Greening the Analytical Lab – 10 Years On
We have seen considerable progress towards greener techniques over the past decade, but we need a concerted effort on the part of analysts and instrument manufacturers to improve recycling and reduce our energy consumption
Caroline West | | 4 min read | Opinion
Ten years ago, for the first edition of The Analytical Scientist, I wrote an “In My View” on “greening the analytical lab.” I focused on supercritical fluid chromatography (SFC) – and pointed to the inherent green features of the technique, such as using lower quantities and less toxic solvents than liquid-phase chromatographic methods. I also acknowledged that it shouldn’t be taken for granted – much depends on the way we practice it, as well as the efforts of instrument manufacturers to make the instruments more efficient – especially in reducing solvent consumption.
Unfortunately, where SFC is concerned, my impression is that we haven’t made much progress in terms of “greenness” over the past decade. SFC users often talk about the greenness of the technique without bothering to compare the features of their method to other existing ones. Also, because we believe it to be “good enough,” we don’t investigate green co-solvents (e.g., ethanol), or a less retentive stationary phase to further reduce solvent consumption. It’s not all the chromatographer’s fault though – current instruments still make it difficult to use columns with smaller internal diameter, which would favor the use of lower flow rates.
Nevertheless, if we consider analytical laboratories in general, we have seen considerable progress towards greener techniques in the same 10 years. For example, solvent economy has improved through the adoption of miniaturized techniques and more efficient processes, as well as green solvents, which are now widespread – especially in the field of extraction.
Still, there is room for improvement. For instance, in liquid-phase chromatographic techniques, methanol and acetonitrile are still the most widely used solvents, although they are not the most desirable – in terms of toxicity, for example. Naturally, this is related to their other, more desirable features, such as excellent miscibility to water, low viscosity, and low UV absorbance. Are there other alternatives? The answer is probably yes, but habits are hard to break.
Additionally, we should consider the need to improve the lifetime of some consumables (for example, chromatographic columns), the need to re-use or recycle consumables, and the need to improve recycling of solvents. Right now, recycling is essentially non-existent, so all solvents and plastic devices (for example, pipette tips) are simply burnt after use. A whole chain of after-use processes would be required to make better use of our lab trash – but it would also demand that analysts do a better job of sorting waste.
When it comes to energy efficiency, I’m afraid we’re in a similar situation to SFC; very little progress has been made in the past decade. Today, this question is more pressing than ever; the recent spike in energy costs has forced many laboratories to close or switch off instruments for one or several weeks over the winter to save on energy costs. With future energy costs uncertain, we must find new ways to improve our energy efficiency without sacrificing analytical quality – which certainly has improved significantly over the past decade thanks to the development of automated procedures that reduce human-induced variance.

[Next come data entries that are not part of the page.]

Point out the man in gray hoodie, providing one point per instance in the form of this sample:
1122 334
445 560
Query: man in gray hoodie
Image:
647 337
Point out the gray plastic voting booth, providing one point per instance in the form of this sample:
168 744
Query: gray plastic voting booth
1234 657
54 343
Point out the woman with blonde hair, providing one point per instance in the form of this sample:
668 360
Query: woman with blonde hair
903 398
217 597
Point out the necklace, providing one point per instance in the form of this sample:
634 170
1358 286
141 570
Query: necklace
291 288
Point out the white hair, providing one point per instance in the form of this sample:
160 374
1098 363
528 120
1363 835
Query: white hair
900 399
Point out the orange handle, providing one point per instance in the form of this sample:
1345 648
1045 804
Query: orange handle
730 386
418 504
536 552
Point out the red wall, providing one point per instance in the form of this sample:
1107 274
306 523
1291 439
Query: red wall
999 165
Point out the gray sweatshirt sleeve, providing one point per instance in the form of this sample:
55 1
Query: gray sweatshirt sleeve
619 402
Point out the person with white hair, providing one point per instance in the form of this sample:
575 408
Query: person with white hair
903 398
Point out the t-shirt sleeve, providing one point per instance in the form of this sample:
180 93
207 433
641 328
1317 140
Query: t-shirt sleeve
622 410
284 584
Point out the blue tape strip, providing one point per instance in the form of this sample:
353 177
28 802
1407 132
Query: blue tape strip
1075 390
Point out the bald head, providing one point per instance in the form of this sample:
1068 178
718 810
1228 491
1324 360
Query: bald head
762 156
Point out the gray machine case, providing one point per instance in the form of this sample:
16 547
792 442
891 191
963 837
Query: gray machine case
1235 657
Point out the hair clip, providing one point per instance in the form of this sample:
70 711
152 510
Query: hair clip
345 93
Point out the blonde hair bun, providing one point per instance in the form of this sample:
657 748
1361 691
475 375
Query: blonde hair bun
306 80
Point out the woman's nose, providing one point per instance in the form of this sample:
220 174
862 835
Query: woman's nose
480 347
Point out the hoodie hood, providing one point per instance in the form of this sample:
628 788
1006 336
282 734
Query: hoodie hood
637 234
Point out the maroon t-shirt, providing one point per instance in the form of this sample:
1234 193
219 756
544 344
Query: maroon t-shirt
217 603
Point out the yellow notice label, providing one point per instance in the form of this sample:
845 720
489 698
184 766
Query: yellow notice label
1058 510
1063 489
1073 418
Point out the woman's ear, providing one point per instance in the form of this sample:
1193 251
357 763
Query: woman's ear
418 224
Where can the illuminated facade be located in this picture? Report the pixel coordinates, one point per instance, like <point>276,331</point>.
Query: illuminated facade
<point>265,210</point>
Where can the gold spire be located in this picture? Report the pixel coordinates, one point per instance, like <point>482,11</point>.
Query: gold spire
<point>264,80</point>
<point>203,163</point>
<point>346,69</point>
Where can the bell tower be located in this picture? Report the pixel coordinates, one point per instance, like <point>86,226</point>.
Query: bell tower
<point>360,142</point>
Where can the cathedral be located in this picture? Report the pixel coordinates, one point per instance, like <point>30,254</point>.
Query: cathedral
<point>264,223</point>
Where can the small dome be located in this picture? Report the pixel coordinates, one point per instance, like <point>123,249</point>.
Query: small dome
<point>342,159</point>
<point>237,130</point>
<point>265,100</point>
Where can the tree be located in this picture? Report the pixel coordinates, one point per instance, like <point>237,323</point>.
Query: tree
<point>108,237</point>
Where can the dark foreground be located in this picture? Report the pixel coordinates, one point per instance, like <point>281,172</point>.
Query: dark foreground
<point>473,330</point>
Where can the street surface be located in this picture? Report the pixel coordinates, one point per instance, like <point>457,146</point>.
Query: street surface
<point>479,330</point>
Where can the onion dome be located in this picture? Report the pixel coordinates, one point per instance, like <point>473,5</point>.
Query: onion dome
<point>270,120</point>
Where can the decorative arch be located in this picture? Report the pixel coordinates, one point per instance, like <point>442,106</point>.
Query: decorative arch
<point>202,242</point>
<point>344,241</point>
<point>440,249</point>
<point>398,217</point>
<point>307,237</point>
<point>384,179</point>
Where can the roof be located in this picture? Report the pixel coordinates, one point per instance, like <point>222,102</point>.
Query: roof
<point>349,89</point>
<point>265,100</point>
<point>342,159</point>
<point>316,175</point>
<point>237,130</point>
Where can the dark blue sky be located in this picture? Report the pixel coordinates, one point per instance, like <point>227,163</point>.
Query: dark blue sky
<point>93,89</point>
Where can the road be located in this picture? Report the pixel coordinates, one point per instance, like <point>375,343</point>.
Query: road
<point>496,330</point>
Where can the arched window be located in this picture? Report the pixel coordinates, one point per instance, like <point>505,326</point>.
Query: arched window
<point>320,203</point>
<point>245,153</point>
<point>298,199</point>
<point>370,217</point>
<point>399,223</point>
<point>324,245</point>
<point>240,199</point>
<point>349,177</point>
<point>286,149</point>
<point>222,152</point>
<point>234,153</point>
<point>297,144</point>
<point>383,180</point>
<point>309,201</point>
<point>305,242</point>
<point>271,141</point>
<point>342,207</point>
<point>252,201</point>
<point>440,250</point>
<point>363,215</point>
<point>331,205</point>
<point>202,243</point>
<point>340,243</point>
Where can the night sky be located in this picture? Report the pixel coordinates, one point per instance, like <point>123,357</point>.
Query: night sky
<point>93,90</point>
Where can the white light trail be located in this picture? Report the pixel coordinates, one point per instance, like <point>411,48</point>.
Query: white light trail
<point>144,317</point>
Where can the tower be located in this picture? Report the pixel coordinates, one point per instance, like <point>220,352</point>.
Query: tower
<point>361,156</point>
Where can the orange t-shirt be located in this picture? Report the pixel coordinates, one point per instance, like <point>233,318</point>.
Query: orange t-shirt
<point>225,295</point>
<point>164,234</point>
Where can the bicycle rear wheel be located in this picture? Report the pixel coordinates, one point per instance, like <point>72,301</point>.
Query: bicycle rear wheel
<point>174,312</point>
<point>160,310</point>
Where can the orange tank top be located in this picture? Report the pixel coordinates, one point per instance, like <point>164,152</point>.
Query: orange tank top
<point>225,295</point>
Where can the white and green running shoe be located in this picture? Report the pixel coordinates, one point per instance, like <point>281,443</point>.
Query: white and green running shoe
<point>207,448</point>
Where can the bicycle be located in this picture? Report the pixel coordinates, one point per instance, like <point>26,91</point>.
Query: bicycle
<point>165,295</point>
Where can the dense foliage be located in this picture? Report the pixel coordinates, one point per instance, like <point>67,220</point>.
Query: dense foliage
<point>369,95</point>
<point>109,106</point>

We could all play our part in one aspect of instrumental energy consumption – switching instruments off when they are not in use. Admittedly, for some instruments, like mass spectrometers, switching the instrument on and off can be problematic to its function and longevity. But other instruments, such as chromatographic systems, can be easily turned off at the end of a sequence run – especially when several hours separate the experiments. But how many of us actually do that? Often sequences are started before leaving the lab for the weekend and cannot be stopped without an operator coming in over the weekend to push the button. It may seem like a small economy, but many of the modules within a chromatographic instrument use about as much energy idly switched on as when they are operating, running experiments. I’m afraid that at least some of the reason for our lack of sustainability here is that we are a little lazy and not very patient…
Finally, as I pointed out 10 years ago, environmental concerns over solvent economy and energy saving are often not aligned with economic considerations. But given the trends in the energy economy, the two are increasingly aligned. We need – as we did back in 2013 – a concerted effort on the part of analysts to change the way they work while instrument manufacturers need to focus on developing greener solutions.
There’s certainly a greater sense of urgency today, so I hope we will look back in another 10 years and marvel at the progress we’ve made!
Caroline West, now an associate professor in analytical chemistry, ICOA, University of Orléans, France, only heard derisive comments when she first start working with supercritical fluid chromatography: “Why the hell are you wasting your time with this non-existent technique?” Now, the tide has turned. West discovered SFC when she was only a “baby” analytical chemist, so she can no longer live without it. “Unravelling its surprising phenomena and projecting the quasi-unlimited possibilities of this separation method is keeping my neurons 150% busy. I’ve no time to fall into the boredom of using long and fastidious methods with unsatisfactory resolution.”